⑤加古陽 「新聞歌壇の過去・現在・未来」新聞歌壇が現在直面している構造的な問題にも触れている。〈たいていの新聞はいま、どんどん発行部数を減らしている。(…)新聞に投稿はするけれど読まない、そんな投稿者が多数だとしたら、新聞社にとって歌壇を続ける意味が薄れてしまう。〉資本主義の世だからなあ。

〈製作費削減の一環で歌壇を廃止する新聞もあるだろうし、それどころか経営難で発行自体をやめる新聞社が相次ぐ可能性すらある。〉新聞のように盤石に見えたものがうつろいつつある。加古は新聞歌壇の運営に関わった立場から裏から表から解説してくれて、歴史的理解も現状理解も進む。優れた論だ。

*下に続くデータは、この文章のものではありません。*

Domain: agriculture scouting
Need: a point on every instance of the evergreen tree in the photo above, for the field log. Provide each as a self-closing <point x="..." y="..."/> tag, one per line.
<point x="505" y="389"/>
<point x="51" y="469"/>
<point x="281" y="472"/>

『歌壇』1月号で島田修三が結社と新聞歌壇の未来を憂えている。この『短歌往来』1月号で加古陽が新聞歌壇の未来が明るくないことを予想している。後日書くが角川『短歌』1月号の座談会では結社の未来が論ぜられている。何だかすごくリンクしている。それだけ危機感が高いということか。

⑥佐藤通雅「属性の観点から」〈そして第四に、投稿者の創作動機に立ち返れば、自分に付着した属性を拭い去り、〈自分自身〉を生きたいという欲求がある。〉特集の新聞歌壇の選者の文はどんな観点から選ぶかという話が多く、とても面白く読んだが、この佐藤の文には立ち止まった。

 〈属性を払拭し、〈自分自身〉になりたいと欲求したとき、そこに文学表現がある。〉こうした論調の文を読む度に私は懐疑的になる。人が自分の意志で属性を払拭したりできるのだろうか?長い間身についた属性は内面化されないか?属性が〈自分自身〉の一部である場合も多いのではないか?

 災害に見舞われ、〈生のがわにのこされるか、死のがわに引きずり込まれるかは全くの偶然。家族も学校も国家もなんの支えにもならず、自分一個の生が、無力のまま投げ出される。〉佐藤がこうした立場で属性を払拭した存在、というならそれは分かる。が、〈自分自身〉になる、とかと微妙に違う気がする。